JEFFERSON CITY, Mo. — Some school districts across the state are scheduling vaccine clinics after approval from the CDC for kids ages 5-11 but what is the state’s education department recommending for school districts?
More than 116,000 pediatric doses of the Pfizer vaccine are headed to Missouri this week with more on the way. The Department of Elementary and Secondary Education is recommending parents talk to their child’s pediatrician for guidance.
“I think school districts are seeing it again as just one more option for our families out there, one more layer of protection for our children,” DESE Commissioner Margie Vandeven said Thursday.
Since the start of the pandemic, nearly 20,000 Missourians ages 5 to 9 have tested positive for COVID. Kids ages 5 to 11 are now approved to roll up their sleeves for a pediatric dose of the Pfizer vaccine.
“Our schools have had to be particularly careful because this option wasn’t available for our students,” Vandeven said. “While adults could be vaccinated, children could not and so that’s why you saw extra caution I believe being made in the masking requirement for schools.
Vandeven said like masks, offering the vaccine is up to the district since Missouri is a local control state.
“We’re serving as a facilitator of information in the best ways that we can and the schools are arranging that on our own,” Vandeven said. “We are certainly helping to facilitate anyone that’s doing a clinic.”
She said more districts are working with their local health facilities, hospitals, or medical professionals in order to arrange the clinics.
Districts can also work in conjunction with the Department of Health and Senior Services (DHHS) along with DESE for guidance and help in planning clinics.
DHSS estimates more than 533,000 Missourians are now eligible for the vaccine after the CDC recommended the Pfizer vaccine for kids ages 5 to 11.
With kids between the ages of 12 to 17 already approved to get a vaccine, Vandeven it’s something most schools have already gone through.
“This isn’t really that new for our school districts because they’ve had 12 and older and so most of the high schools already adapted,” Vandeven said.

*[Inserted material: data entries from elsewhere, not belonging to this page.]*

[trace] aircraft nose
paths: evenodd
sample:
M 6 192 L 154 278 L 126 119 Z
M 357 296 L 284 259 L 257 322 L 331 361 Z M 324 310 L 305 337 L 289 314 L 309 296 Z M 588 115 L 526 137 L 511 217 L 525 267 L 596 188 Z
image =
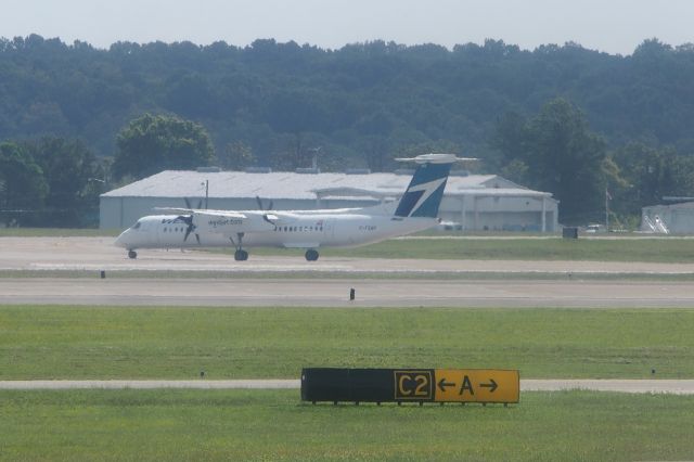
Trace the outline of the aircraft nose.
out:
M 128 246 L 128 231 L 130 230 L 125 230 L 118 238 L 116 238 L 116 241 L 114 242 L 116 247 L 126 248 Z

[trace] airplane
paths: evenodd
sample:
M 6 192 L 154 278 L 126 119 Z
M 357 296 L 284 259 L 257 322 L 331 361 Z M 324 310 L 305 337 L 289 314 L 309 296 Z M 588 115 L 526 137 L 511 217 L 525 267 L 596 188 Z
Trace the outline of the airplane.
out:
M 437 224 L 451 166 L 476 158 L 422 154 L 396 161 L 416 164 L 410 185 L 397 203 L 286 211 L 157 208 L 168 214 L 140 218 L 116 239 L 115 245 L 126 248 L 129 258 L 137 258 L 140 248 L 231 245 L 236 261 L 248 259 L 248 247 L 304 248 L 306 259 L 316 261 L 322 247 L 356 247 Z

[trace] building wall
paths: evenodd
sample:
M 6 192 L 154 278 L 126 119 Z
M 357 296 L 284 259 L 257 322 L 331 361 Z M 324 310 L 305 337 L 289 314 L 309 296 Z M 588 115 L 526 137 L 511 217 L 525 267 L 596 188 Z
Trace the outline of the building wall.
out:
M 694 204 L 692 203 L 643 207 L 641 213 L 641 229 L 648 231 L 650 229 L 645 224 L 645 217 L 655 221 L 656 216 L 663 220 L 671 233 L 694 233 Z

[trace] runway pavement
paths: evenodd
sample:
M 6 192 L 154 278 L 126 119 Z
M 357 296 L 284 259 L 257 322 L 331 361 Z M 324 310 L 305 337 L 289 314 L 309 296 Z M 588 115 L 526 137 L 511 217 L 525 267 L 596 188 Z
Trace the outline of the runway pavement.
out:
M 230 381 L 0 381 L 0 389 L 299 389 L 298 380 Z M 520 392 L 584 389 L 617 393 L 694 395 L 694 380 L 522 380 Z
M 89 306 L 307 307 L 694 307 L 694 282 L 581 280 L 584 273 L 694 273 L 694 264 L 599 261 L 408 260 L 259 257 L 234 261 L 205 252 L 142 251 L 137 260 L 113 238 L 0 238 L 0 271 L 87 270 L 94 278 L 0 278 L 0 304 Z M 98 271 L 139 270 L 98 279 Z M 142 278 L 158 271 L 208 271 L 215 278 Z M 279 279 L 300 272 L 304 279 Z M 519 273 L 499 279 L 444 279 L 437 273 Z M 534 279 L 536 272 L 566 279 Z M 243 273 L 243 278 L 234 278 Z M 267 274 L 274 279 L 268 279 Z M 388 279 L 364 278 L 385 273 Z M 201 273 L 202 274 L 202 273 Z M 417 275 L 426 278 L 417 279 Z M 569 275 L 570 274 L 570 275 Z M 257 278 L 256 278 L 257 275 Z M 330 275 L 330 278 L 326 278 Z M 399 275 L 407 279 L 397 279 Z M 525 278 L 527 275 L 527 278 Z M 338 277 L 338 279 L 335 279 Z M 473 278 L 472 275 L 471 278 Z M 614 279 L 614 278 L 613 278 Z M 349 291 L 356 299 L 349 299 Z
M 196 251 L 139 251 L 136 260 L 113 238 L 0 238 L 0 271 L 215 271 L 219 273 L 321 272 L 340 273 L 633 273 L 694 274 L 694 264 L 643 264 L 628 261 L 523 261 L 523 260 L 429 260 L 321 257 L 306 261 L 300 256 L 264 257 L 250 253 L 248 261 L 231 255 Z
M 659 308 L 694 307 L 694 282 L 3 278 L 0 304 Z

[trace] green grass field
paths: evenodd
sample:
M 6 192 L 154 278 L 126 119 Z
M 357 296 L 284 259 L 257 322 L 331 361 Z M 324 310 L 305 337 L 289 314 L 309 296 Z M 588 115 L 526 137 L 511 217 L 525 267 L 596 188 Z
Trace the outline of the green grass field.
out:
M 0 380 L 296 378 L 303 367 L 694 376 L 693 309 L 0 307 Z
M 311 406 L 295 390 L 0 392 L 0 460 L 690 460 L 694 397 Z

She said she’s not aware of any district talking about mandating the vaccine.
“There are state statutes that talk about which vaccines are required for students and again that is a pretty complexed list when you look at what our schools go through to make sure they are providing a safe environment for transmissible diseases in schools,” Vandeven said.
State law requires kids between kindergarten through 12th grade to get seven different vaccines. Those vaccines are:
- Hepatitis B (Hep B)
- Diphtheria, Tetanus, Pertussis (DTaP)
- Inactivated Poliovirus (IPV)
- Measles, Mumps, Rubella (MMR)
- Varicella (VAR)
- Tetanus, Diphtheria, Pertussis (Tdap)
- Meningococcal (MCV)
Vandeven said to mandate the COVID shot throughout the state like the others, it would require approval from lawmakers.
For now, she said the vaccine is one step closer to normalcy.
“We are hearing from schools and families across the state where the quarantine component continues to exist, obviously, the pandemic is still here,” Vandeven said.
School districts are allowed to use federal COVID relief money for vaccine clinics, Vandeven said. She plans to travel Friday to meet with school leaders to talk about their vaccine plan.
DESE’s current guidance is for teachers and students who aren’t vaccinated to wear a mask.